2025-01-24 15:34:22,027 - odps.rest - DEBUG - response.content: b''
从上面的输出中,可以知道代码启动任务的时间(2025-01-24 15:34:21,531)、请求发起时间(2025-01-24 15:34:21,533)以及服务端返回的时间(2025-01-24 15:34:22,027)获知各个阶段的时间开销。
如果你需要确认执行变慢是否是由拉取数据造成,可以先尝试将提交执行与拉取数据拆开,也就是说,使用 run_sql 提交任务,并使用 instance.wait_for_success 等待任务结束,再使用 instance.open_reader 读取数据。也就是说,将
with o.execute_sql('select * from your_table').open_reader() as reader:
for row in reader:
print(row)
into
inst = o.run_sql('select * from your_table')
inst.wait_for_success()
with inst.open_reader() as reader:
for row in reader:
print(row)
and then check the latency of every statement above.
An error occurred while uploading pandas DataFrame to MaxCompute ODPS: ODPSError: ODPS entrance should be provided. How can I deal with this error?
You need to set the ODPS object to global in one of the three following ways:
When using room mechanism ,
%enter, configure the global ODPS object.Call the
to_globalmethod when using the ODPS object.Use the MaxCompute parameter
DataFrame(pd_df).persist('your_table', odps=odps).
How can I use max_pt in DataFrame?
Use the odps.df.func module to call the built-in functions of MaxCompute.
from odps.df import func
df = o.get_table('your_table').to_df()
df[df.ds == func.max_pt('your_project.your_table')] # ds is a partition column
Error “table lifecycle is not specified in mandatory mode” occurred when persisting DataFrame to table
Your project requires that every table should be created with a lifecycle. Thus you should run the code below every time you run your own code.
from odps import options
options.lifecycle = 7 # or your expected lifecycle in days
Error “Please add put { “odps.sql.submit.mode” : “script”} for multi-statement query in settings” occurred when executing SQL scripts
Please read set runtime parameters for more information.
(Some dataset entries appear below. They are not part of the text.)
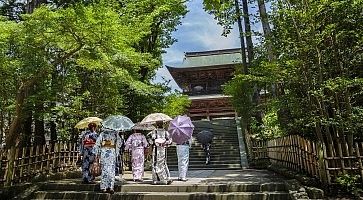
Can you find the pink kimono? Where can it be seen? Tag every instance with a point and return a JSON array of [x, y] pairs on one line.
[[136, 143]]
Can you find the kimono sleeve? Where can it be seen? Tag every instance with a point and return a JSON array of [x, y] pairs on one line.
[[118, 144], [96, 149], [168, 138], [128, 143], [80, 142], [144, 142]]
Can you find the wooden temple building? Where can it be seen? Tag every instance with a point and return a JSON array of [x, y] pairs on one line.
[[201, 76]]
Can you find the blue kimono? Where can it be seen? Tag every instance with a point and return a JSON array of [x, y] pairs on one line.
[[108, 147], [88, 140]]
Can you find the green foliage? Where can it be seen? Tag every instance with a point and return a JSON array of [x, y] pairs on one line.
[[316, 79], [349, 183], [176, 104], [80, 59]]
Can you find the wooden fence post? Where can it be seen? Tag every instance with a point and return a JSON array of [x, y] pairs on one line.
[[10, 166], [323, 163]]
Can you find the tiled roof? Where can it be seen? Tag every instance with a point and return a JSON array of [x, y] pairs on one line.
[[210, 58]]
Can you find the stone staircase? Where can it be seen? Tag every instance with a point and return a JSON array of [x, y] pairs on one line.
[[260, 187], [225, 147]]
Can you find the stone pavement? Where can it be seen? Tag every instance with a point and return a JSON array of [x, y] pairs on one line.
[[214, 176], [201, 185]]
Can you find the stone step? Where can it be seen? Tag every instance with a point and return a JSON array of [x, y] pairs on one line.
[[174, 187], [210, 166], [213, 156], [79, 195], [214, 162]]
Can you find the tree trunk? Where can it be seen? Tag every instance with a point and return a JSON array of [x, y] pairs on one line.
[[39, 137], [266, 28], [15, 126], [27, 128], [246, 18], [242, 40]]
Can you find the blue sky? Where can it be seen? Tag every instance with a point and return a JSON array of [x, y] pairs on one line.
[[198, 32]]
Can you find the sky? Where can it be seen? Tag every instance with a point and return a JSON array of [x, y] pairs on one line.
[[198, 32]]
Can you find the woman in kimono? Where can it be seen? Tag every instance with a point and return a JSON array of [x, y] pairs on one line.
[[108, 148], [87, 142], [137, 144], [119, 159], [182, 151], [160, 140]]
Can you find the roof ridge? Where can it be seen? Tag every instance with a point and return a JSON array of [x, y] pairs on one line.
[[212, 52]]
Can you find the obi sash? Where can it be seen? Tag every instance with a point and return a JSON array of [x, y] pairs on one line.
[[88, 142], [108, 144]]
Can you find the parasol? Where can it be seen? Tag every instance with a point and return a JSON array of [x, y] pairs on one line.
[[181, 129], [118, 123], [84, 122], [154, 117]]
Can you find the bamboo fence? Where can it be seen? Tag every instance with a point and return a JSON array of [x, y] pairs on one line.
[[322, 161], [43, 159]]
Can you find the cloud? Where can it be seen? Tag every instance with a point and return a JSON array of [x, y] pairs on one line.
[[199, 31]]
How to enumerate rows in PyODPS DataFrame
We do not support enumerating over every row in PyODPS DataFrame. As PyODPS DataFrame mainly focuses on handling huge amount of data, enumerating over every row means low efficiency and is discouraged. We recommend using `apply` or `map_reduce` methods of DataFrame to parallelize your enumerations. Details can be found in this article . If you are sure that your code cannot be parallelized using methods listed above, and the cost of enumeration is tolerable, you may use `to_pandas` to convert your DataFrame into Pandas, or persist your DataFrame into a MaxCompute table and read it via `read_table` method or table tunnel.
Why memory usage after calling to_pandas is significantly larger than the size of the table?
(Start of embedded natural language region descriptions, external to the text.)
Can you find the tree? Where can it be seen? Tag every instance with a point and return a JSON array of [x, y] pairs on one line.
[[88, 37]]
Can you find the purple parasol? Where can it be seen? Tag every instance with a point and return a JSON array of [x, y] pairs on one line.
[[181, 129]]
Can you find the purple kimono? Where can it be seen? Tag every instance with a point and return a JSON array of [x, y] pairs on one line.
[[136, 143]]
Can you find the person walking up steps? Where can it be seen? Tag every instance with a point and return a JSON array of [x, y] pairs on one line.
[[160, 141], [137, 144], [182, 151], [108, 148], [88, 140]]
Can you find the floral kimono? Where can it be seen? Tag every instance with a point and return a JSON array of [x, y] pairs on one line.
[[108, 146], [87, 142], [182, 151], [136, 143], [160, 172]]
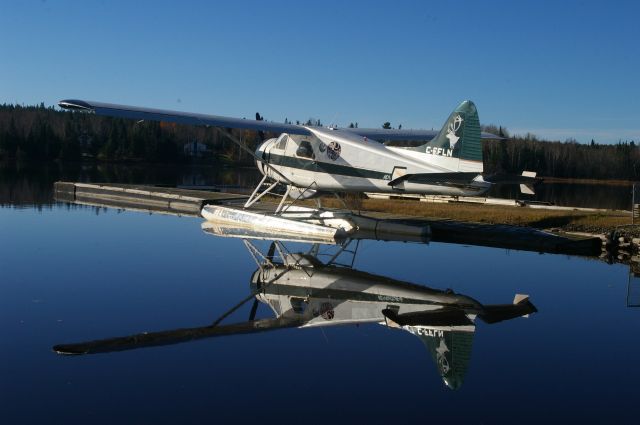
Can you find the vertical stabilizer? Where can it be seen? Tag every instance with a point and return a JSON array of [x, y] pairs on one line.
[[459, 137]]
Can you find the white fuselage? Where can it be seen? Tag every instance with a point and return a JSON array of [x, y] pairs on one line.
[[332, 160]]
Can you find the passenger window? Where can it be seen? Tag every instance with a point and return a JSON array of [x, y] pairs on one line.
[[305, 150], [298, 305]]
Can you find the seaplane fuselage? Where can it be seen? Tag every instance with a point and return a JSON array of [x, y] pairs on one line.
[[335, 160]]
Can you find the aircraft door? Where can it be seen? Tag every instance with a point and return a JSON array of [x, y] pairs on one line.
[[398, 172]]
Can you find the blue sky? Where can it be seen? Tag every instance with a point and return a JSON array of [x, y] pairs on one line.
[[558, 69]]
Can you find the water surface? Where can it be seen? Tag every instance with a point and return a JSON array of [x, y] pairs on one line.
[[72, 274]]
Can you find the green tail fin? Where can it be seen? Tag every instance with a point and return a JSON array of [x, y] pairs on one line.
[[460, 135]]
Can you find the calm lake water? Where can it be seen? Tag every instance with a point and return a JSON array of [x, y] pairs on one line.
[[71, 274]]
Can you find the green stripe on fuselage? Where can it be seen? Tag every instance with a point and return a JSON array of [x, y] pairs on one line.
[[325, 167]]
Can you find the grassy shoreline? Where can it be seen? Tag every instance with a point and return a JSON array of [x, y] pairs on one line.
[[595, 222]]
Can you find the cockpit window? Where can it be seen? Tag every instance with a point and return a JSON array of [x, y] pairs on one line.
[[305, 150], [282, 142]]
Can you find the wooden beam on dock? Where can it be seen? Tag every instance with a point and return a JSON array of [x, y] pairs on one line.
[[164, 200]]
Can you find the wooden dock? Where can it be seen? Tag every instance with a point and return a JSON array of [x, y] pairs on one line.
[[377, 226]]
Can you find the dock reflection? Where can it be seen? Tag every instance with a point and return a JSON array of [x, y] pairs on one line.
[[315, 287]]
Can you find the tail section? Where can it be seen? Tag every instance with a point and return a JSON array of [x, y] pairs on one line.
[[459, 138]]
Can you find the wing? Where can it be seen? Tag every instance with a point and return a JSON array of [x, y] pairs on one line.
[[137, 113], [391, 135]]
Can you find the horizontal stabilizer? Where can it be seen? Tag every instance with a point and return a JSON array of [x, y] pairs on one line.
[[521, 307], [449, 179], [527, 177], [441, 317]]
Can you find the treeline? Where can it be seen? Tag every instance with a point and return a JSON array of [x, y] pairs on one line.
[[569, 159], [40, 133]]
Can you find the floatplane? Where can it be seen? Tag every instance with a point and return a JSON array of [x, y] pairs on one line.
[[317, 287], [309, 161]]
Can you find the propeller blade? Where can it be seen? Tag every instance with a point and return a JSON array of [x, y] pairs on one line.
[[254, 309], [272, 249]]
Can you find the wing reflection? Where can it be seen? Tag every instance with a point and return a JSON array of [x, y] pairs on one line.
[[304, 291]]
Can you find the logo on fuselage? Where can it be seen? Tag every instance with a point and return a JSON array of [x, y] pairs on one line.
[[333, 151]]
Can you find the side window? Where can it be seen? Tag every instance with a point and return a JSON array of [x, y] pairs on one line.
[[305, 150]]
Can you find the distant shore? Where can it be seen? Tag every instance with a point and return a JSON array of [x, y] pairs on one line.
[[593, 222]]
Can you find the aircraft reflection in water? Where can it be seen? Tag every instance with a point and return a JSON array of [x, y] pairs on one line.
[[304, 291]]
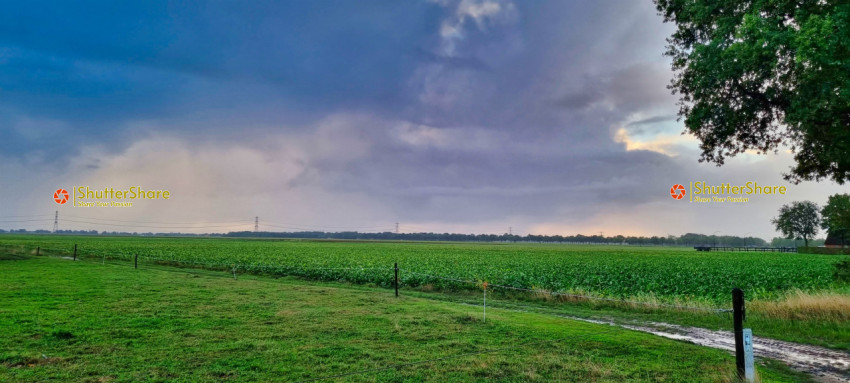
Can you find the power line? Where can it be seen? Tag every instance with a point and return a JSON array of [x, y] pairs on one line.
[[157, 227]]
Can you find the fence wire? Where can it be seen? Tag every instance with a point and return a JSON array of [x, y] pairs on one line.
[[296, 269]]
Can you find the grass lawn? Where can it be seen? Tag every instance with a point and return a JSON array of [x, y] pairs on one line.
[[86, 322]]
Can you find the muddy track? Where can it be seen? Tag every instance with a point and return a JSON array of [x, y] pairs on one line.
[[825, 365]]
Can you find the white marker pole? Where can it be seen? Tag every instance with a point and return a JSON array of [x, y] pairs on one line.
[[749, 363]]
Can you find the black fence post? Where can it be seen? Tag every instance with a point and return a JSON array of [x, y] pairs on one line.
[[739, 315]]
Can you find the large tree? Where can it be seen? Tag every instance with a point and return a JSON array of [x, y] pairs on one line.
[[760, 74], [799, 220], [836, 217]]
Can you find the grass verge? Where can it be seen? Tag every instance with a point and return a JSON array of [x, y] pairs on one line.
[[85, 322]]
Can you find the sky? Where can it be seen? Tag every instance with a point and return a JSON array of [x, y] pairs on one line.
[[471, 116]]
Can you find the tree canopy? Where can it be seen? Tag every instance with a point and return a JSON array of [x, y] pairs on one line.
[[798, 220], [836, 217], [762, 74]]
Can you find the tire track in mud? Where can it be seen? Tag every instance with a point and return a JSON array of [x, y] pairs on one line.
[[825, 365]]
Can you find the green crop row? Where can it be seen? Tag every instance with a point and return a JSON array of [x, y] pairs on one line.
[[668, 274]]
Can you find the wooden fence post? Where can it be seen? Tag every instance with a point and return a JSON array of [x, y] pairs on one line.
[[396, 279], [738, 317]]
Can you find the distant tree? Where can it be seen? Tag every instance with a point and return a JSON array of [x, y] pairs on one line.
[[799, 220], [759, 74], [836, 216]]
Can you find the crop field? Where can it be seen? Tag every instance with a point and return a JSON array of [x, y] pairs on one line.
[[663, 274]]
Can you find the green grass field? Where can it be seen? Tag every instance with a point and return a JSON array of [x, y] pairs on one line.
[[87, 322], [791, 297], [653, 273]]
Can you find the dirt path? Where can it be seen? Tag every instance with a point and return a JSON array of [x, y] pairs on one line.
[[825, 365]]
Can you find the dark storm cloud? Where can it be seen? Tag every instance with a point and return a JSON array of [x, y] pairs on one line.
[[454, 111]]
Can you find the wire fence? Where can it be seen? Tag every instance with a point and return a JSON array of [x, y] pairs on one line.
[[302, 270], [213, 269]]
Two possible reasons might cause this issue. First, MaxCompute compresses table data, and the size you see is the size after compression. Second, variables are stored in Python with extra overhead. For instance, for every Python string, an overhead of approximately 40 bytes will be taken even if the string is empty. You may get the size by calling sys.getsizeof("").
Note that when using info or memory_usage of Pandas to calculate the size of your DataFrame might not be accurate, as these methods does not take string types or objects into account by default. To get sizes of DataFrames with more accuracy, df.memory_usage(deep=True).sum() might be used. Details can be seen in this Pandas document.
To reduce memory usage when reading data, you might try Arrow format. Details can be found here.